VENDEMMIA A RISCHIO. Senza contare che, a brevissimo, sarà tempo di vendemmia, che si preannuncia una delle più contenute dell’ultimo secolo per la quantità, anche se di buona qualità. «A preoccpuare è la zona pedo-collinare, dai 400 metri sul livello del mare in su, che resta scoperta dalle canalizzazioni e dove ci si arrangia con pozzi privati», aggiunge il presidente di Coldiretti. «Parliamo della parte alta di Marano di Valpolicella o delle colline sopra Tregnago, per esempio. Oggi il sottosuolo ancora tiene, ma con un’altra settimana del genere sarebbe la fine».
BESTIAME ALL’ASCIUTTO. Ma i bollettini Arpav (Agenzia regionale per la prevenzione e protezione ambientale del Veneto), che parlano per il Veneto di «deficit pluviometrico con apporti talvolta al minimo storico», spaventano anche gli allevatori. Perché riduzione delle risorse vegetali significa, a cascata, danni anche alle specie animali. Tradotto, per le tavole dei veronesi, significa in primis meno latte. «Nei giorni più caldi, infatti, le nostre vacche ne producono meno», prosegue Berzacola, «si parla anche di un -30 per cento della produzione, con punte che vanno anche oltre nei giorni più roventi». A questo si aggiungono i costi, che crescono a partire da quelli delle materie prime: «I bovini si nutrono di fieno e hanno bisogno delle proteine vegetali contenute nella soia, proprio tra le colture più colpite dall’assenza di precipitazioni». Un gatto che si morde la coda, insomma. Unica «arma» degli allevatori, in questo caso, assicurarsi preventivamente contro questo tipo di calamità come la carenza idrica, sempre più frequenti. «Ma in questo caso è troppo tardi», spiega il presidente, «perché la copertura va richiesta all’inizio della stagione.
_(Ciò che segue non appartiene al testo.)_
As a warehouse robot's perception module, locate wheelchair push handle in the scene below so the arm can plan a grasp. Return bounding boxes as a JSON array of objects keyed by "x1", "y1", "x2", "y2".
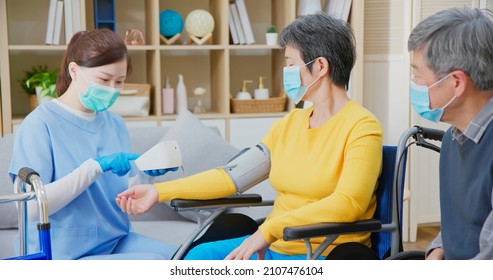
[
  {"x1": 18, "y1": 167, "x2": 39, "y2": 185},
  {"x1": 418, "y1": 126, "x2": 445, "y2": 141}
]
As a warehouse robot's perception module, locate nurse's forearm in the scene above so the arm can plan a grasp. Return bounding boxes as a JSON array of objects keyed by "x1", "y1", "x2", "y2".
[{"x1": 20, "y1": 159, "x2": 103, "y2": 221}]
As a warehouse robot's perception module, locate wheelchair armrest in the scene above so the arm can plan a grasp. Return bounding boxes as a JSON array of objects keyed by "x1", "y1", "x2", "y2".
[
  {"x1": 170, "y1": 194, "x2": 262, "y2": 212},
  {"x1": 283, "y1": 219, "x2": 382, "y2": 241}
]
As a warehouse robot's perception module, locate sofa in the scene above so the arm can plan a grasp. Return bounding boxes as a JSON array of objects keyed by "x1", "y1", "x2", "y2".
[{"x1": 0, "y1": 111, "x2": 275, "y2": 259}]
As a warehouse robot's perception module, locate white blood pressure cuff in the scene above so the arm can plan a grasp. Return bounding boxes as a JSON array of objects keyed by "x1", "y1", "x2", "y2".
[{"x1": 220, "y1": 143, "x2": 270, "y2": 193}]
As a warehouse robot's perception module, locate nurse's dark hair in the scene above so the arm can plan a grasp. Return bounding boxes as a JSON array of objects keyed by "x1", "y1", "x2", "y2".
[
  {"x1": 407, "y1": 7, "x2": 493, "y2": 90},
  {"x1": 279, "y1": 12, "x2": 356, "y2": 88},
  {"x1": 56, "y1": 29, "x2": 132, "y2": 96}
]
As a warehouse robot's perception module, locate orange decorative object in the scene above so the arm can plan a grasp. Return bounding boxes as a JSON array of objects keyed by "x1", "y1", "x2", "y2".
[{"x1": 123, "y1": 29, "x2": 145, "y2": 45}]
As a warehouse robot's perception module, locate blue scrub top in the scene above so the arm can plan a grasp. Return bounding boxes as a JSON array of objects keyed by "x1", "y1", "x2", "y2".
[{"x1": 10, "y1": 102, "x2": 131, "y2": 259}]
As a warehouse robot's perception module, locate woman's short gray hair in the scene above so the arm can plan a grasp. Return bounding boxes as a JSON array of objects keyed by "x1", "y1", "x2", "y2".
[
  {"x1": 279, "y1": 12, "x2": 356, "y2": 87},
  {"x1": 408, "y1": 8, "x2": 493, "y2": 90}
]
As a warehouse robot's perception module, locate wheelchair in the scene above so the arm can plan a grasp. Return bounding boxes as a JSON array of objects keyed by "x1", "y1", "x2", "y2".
[
  {"x1": 0, "y1": 167, "x2": 52, "y2": 260},
  {"x1": 171, "y1": 126, "x2": 444, "y2": 260}
]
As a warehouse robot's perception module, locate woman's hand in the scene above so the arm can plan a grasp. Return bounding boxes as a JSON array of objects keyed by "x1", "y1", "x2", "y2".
[
  {"x1": 116, "y1": 184, "x2": 159, "y2": 215},
  {"x1": 426, "y1": 248, "x2": 445, "y2": 260},
  {"x1": 225, "y1": 230, "x2": 270, "y2": 260}
]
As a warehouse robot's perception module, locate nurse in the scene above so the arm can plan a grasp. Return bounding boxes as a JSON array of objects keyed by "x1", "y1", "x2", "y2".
[{"x1": 10, "y1": 29, "x2": 176, "y2": 259}]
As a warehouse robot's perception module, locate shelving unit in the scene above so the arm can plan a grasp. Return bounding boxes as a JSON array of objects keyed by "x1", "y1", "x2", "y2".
[{"x1": 0, "y1": 0, "x2": 364, "y2": 144}]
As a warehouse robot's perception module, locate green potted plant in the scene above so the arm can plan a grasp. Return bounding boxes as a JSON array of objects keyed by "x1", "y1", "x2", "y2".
[
  {"x1": 25, "y1": 67, "x2": 59, "y2": 104},
  {"x1": 265, "y1": 25, "x2": 277, "y2": 46}
]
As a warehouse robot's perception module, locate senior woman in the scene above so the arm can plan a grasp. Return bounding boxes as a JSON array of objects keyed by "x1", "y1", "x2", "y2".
[{"x1": 117, "y1": 10, "x2": 382, "y2": 260}]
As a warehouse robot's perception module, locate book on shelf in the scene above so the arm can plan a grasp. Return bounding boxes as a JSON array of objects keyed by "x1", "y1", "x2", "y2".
[
  {"x1": 340, "y1": 0, "x2": 352, "y2": 21},
  {"x1": 236, "y1": 0, "x2": 255, "y2": 44},
  {"x1": 45, "y1": 0, "x2": 58, "y2": 45},
  {"x1": 51, "y1": 1, "x2": 63, "y2": 45},
  {"x1": 228, "y1": 5, "x2": 240, "y2": 45},
  {"x1": 325, "y1": 0, "x2": 352, "y2": 21},
  {"x1": 64, "y1": 0, "x2": 82, "y2": 44},
  {"x1": 63, "y1": 0, "x2": 74, "y2": 44},
  {"x1": 229, "y1": 3, "x2": 246, "y2": 45}
]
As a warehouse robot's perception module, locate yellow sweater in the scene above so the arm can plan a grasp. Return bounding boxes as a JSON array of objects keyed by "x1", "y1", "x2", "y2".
[{"x1": 156, "y1": 101, "x2": 382, "y2": 255}]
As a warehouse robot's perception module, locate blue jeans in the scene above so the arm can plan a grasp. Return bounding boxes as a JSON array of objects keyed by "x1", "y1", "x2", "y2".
[{"x1": 185, "y1": 235, "x2": 325, "y2": 260}]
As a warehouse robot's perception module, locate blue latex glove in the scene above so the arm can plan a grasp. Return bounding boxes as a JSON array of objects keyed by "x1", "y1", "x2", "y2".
[
  {"x1": 96, "y1": 153, "x2": 140, "y2": 176},
  {"x1": 144, "y1": 167, "x2": 178, "y2": 176}
]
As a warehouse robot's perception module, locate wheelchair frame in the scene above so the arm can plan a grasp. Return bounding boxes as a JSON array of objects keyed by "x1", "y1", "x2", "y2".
[{"x1": 0, "y1": 167, "x2": 52, "y2": 260}]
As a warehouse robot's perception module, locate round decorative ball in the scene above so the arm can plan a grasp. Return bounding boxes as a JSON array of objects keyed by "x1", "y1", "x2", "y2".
[
  {"x1": 159, "y1": 10, "x2": 183, "y2": 38},
  {"x1": 185, "y1": 9, "x2": 214, "y2": 38}
]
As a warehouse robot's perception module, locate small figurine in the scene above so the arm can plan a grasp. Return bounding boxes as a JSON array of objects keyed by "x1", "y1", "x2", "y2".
[{"x1": 123, "y1": 29, "x2": 145, "y2": 45}]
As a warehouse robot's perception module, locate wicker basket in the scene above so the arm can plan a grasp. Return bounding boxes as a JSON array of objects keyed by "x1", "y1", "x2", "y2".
[{"x1": 230, "y1": 95, "x2": 287, "y2": 114}]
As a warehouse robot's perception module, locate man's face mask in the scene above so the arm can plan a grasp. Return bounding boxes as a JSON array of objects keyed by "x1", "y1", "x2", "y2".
[
  {"x1": 283, "y1": 59, "x2": 320, "y2": 104},
  {"x1": 76, "y1": 67, "x2": 122, "y2": 112},
  {"x1": 410, "y1": 73, "x2": 456, "y2": 122}
]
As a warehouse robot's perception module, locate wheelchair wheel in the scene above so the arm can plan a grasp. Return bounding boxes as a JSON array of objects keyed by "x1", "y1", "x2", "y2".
[{"x1": 387, "y1": 250, "x2": 425, "y2": 260}]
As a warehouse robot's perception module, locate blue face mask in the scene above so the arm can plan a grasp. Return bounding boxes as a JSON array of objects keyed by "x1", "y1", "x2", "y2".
[
  {"x1": 76, "y1": 68, "x2": 122, "y2": 112},
  {"x1": 283, "y1": 59, "x2": 320, "y2": 104},
  {"x1": 410, "y1": 73, "x2": 456, "y2": 122}
]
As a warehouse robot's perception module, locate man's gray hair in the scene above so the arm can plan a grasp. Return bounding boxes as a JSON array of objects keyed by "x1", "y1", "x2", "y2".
[{"x1": 408, "y1": 8, "x2": 493, "y2": 90}]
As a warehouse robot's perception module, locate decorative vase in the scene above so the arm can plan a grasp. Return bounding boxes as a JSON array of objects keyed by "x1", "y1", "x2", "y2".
[
  {"x1": 265, "y1": 33, "x2": 277, "y2": 46},
  {"x1": 193, "y1": 87, "x2": 206, "y2": 114},
  {"x1": 28, "y1": 94, "x2": 38, "y2": 111},
  {"x1": 176, "y1": 74, "x2": 188, "y2": 114},
  {"x1": 298, "y1": 0, "x2": 322, "y2": 16}
]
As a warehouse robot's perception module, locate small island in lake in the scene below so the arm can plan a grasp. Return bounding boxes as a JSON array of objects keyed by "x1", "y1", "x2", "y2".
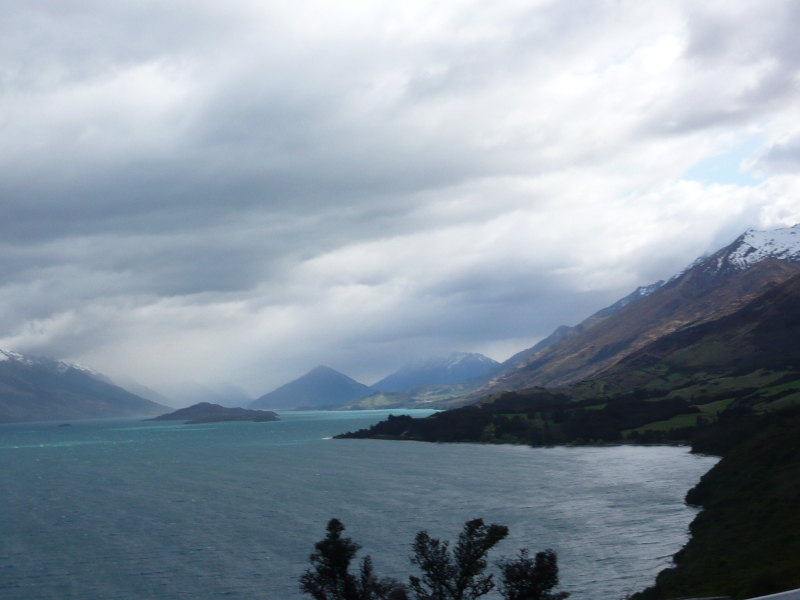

Mi auguro che sempre più aziende la prendano in considerazione per gli anni futuri». CACCIA RIMANDATA? E la fauna selvatica? Ancor più indifesa, di questi tempi, per le grandi quantità di energia spese per la ricerca del cibo. «Proprio per limitare le drammatiche conseguenze dell’emergenza siccità, chiediamo almeno la revoca dell’apertura della stagione venatoria», è l’appello della Lav al presidente della regione Luca Zaia.